Home | About | Sematext search-lucene.com search-hadoop.com
 Search Hadoop and all its subprojects:

Switch to Threaded View
Hadoop, mail # general - [DISCUSS] Hadoop Security Release off Yahoo! patchset


Copy link to this message
-
Re: [DISCUSS] Hadoop Security Release off Yahoo! patchset
Eric Baldeschwieler 2011-01-17, 23:29
Hi Stack,

I feel your pain.  We're running a 700 node HBASE cluster containing a HUGE collections of all web pages.  Both versions of append were started by engineers working at yahoo and we've put A LOT of investment into both.  I really, really want to see the append issue solved for HBASE!!  

My point is simply that we need to separate our concerns.  I would 300% support a community of folks building a 0.20 derived version of hadoop with append and we know that any new release post 0.20 will contain an append solution.  This branch is more backwards facing.  We are simply trying to share our last two years of 0.20 experience with the community, so that a) folks can use it if they find value in it, b) this work can be merged into future hadoop releases (that will have append).

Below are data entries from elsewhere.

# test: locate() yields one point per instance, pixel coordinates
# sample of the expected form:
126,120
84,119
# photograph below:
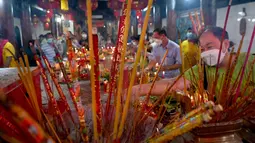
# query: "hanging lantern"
139,4
64,5
49,13
35,20
136,4
82,4
114,4
49,4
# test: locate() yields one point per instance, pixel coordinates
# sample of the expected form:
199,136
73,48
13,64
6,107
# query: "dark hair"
163,32
42,36
48,34
157,30
216,31
31,41
137,38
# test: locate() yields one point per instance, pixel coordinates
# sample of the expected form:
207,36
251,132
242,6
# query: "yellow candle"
182,59
141,42
92,78
120,85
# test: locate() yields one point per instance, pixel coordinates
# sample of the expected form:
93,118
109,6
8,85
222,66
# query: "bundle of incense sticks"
97,84
116,136
79,110
95,98
52,100
27,79
116,57
190,121
54,79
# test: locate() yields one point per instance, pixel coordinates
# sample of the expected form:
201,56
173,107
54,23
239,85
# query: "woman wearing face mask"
209,42
190,50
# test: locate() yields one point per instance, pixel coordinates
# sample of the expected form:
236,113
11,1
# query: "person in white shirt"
172,64
48,48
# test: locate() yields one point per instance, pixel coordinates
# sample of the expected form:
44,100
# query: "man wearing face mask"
172,62
209,42
48,48
190,50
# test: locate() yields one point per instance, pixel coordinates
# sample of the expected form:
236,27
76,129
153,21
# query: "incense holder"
224,132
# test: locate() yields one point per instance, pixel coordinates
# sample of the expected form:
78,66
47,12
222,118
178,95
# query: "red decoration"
49,4
68,17
114,4
82,4
139,14
136,4
97,84
139,4
35,20
116,13
99,23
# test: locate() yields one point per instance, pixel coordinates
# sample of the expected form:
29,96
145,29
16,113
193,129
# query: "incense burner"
224,132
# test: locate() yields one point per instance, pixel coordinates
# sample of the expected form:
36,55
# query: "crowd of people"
209,41
46,44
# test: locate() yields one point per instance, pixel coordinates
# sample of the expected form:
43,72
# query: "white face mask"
84,36
158,41
134,43
154,44
211,57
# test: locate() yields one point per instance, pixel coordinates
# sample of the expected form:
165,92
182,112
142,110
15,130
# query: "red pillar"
6,20
26,24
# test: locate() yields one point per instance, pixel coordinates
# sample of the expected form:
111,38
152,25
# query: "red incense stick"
244,66
221,44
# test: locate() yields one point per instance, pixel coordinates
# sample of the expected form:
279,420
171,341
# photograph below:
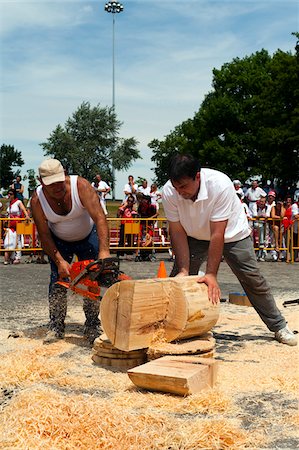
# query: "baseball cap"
51,171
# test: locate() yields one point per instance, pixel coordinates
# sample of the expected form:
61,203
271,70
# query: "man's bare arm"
45,236
180,247
90,201
214,258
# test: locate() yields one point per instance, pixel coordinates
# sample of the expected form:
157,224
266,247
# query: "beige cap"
51,171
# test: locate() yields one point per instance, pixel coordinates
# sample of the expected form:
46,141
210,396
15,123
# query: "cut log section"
106,354
180,375
203,346
240,299
117,363
135,312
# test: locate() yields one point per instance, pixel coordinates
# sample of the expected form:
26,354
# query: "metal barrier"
152,235
124,234
270,235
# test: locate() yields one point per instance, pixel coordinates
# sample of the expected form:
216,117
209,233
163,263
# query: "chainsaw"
88,276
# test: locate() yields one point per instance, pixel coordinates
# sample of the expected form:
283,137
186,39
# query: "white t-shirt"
102,185
216,201
74,226
144,191
15,208
255,194
128,188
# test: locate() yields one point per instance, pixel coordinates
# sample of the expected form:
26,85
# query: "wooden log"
238,298
123,364
175,374
194,346
134,313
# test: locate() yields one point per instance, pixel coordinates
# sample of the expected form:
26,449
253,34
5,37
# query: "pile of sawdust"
54,397
44,418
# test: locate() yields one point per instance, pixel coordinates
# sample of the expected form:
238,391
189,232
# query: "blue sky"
57,54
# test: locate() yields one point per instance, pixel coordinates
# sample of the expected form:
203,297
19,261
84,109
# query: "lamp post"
114,8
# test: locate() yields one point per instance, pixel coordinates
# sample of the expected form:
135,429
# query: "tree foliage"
247,125
89,141
9,158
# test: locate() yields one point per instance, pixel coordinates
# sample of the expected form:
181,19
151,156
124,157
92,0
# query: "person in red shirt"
126,211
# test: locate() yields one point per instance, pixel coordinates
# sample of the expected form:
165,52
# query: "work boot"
53,336
286,336
91,332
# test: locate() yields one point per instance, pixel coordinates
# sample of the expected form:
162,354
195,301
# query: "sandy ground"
253,405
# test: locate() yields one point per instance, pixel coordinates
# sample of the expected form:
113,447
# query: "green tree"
247,125
9,158
89,141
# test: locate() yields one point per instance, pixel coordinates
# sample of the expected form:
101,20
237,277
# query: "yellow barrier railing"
152,234
270,235
125,234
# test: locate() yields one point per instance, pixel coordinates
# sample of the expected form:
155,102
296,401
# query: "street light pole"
114,8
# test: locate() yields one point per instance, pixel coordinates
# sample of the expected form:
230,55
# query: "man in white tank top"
70,221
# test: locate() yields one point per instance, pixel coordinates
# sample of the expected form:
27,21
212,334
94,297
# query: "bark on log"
136,312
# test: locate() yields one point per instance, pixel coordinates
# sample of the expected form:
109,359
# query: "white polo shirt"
216,201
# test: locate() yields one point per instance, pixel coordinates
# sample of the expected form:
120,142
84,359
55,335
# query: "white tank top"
76,225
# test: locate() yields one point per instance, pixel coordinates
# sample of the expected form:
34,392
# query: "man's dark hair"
182,166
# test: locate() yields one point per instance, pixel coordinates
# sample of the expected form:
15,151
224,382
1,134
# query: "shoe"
286,336
53,336
91,332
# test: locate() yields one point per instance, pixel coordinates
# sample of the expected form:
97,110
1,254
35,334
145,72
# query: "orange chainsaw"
87,277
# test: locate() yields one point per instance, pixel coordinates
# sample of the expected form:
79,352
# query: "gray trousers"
241,259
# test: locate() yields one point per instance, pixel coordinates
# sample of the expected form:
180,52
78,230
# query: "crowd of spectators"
271,213
273,219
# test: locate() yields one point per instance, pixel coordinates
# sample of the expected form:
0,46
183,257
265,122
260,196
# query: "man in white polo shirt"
206,221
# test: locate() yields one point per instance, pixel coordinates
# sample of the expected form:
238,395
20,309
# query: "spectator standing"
70,221
295,218
130,188
102,189
263,212
15,209
277,214
238,188
126,211
253,194
205,222
144,188
18,187
155,196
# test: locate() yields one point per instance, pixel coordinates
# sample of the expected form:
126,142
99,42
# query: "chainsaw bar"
87,276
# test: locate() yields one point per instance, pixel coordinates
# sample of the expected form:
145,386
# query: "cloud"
57,54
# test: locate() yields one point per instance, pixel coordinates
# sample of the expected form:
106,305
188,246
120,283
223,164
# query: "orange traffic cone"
162,270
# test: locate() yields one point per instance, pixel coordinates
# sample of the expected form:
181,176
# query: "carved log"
134,313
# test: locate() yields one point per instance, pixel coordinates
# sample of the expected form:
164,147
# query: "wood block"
182,375
117,363
238,298
194,346
134,312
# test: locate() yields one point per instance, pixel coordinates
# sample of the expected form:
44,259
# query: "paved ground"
254,404
24,287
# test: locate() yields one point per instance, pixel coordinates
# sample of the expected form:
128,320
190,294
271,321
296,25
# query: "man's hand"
182,273
63,268
104,254
214,292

We want to share what we have tested, since we believe that the testing is a good chunk of our contribution.

Thanks,

E14

On Jan 16, 2011, at 2:57 PM, Stack wrote:

> On Fri, Jan 14, 2011 at 10:25 AM, Eric Baldeschwieler
> <[EMAIL PROTECTED]> wrote:
>> 2) append is hard. It is so hard we rewrote the entire write pipeline (5 person-years work) in trunk after giving up on the codeline you are suggesting we merge in. That work is what distinguishes all post 20 releases from 20 releases in my mind. I dont trust the 20 append code line. We've been hurt badly by it.  We did the rewrite only after losing a bunch of production data a bunch of times with the previous code line.  I think the various 20 append patch lines may be fine for specialized hbase clusters, but they doesn't have the rigor behind them to bet your business in them.
>>
>
> Eric:
>
> A few comments on the above:
>
> + Append has had a bunch of work done on it since the Y! dataloss of a
> few years ago on an ancestor of the branch-0.20-append codebase (IIRC
> the issue you refer to in particular -- the 'dataloss' because
> partially written blocks were done up in tmp dirs, and on cluster
> restart, tmp data was cleared -- has been fixed in
> branch-0.20.append).
> + You may not trust 0.20-append (or its close cousin over in CDH) but
> a bunch of HBasers do. On the one hand, we have little choice.  Until
> the *new* append becomes available in a stable Hadoop the HBase
> project has had to sustain itself (What you think?, 3-6 months before
> we see 0.22?  HBase project can't hold its breath that long).  On
> other hand, the branch-0.20-append work has been carried out by lads
> (and lasses!) who know their HDFS.  Its true that it will not have
> been tested with Y! rigor but near-derivatives -- CDH or the FB
> branches -- already do HDFS-200-based append in production.
>
> St.Ack
> P.S. Don't get me wrong.  HBase is looking forward to *new* append.
> We just need something to suck on meantime.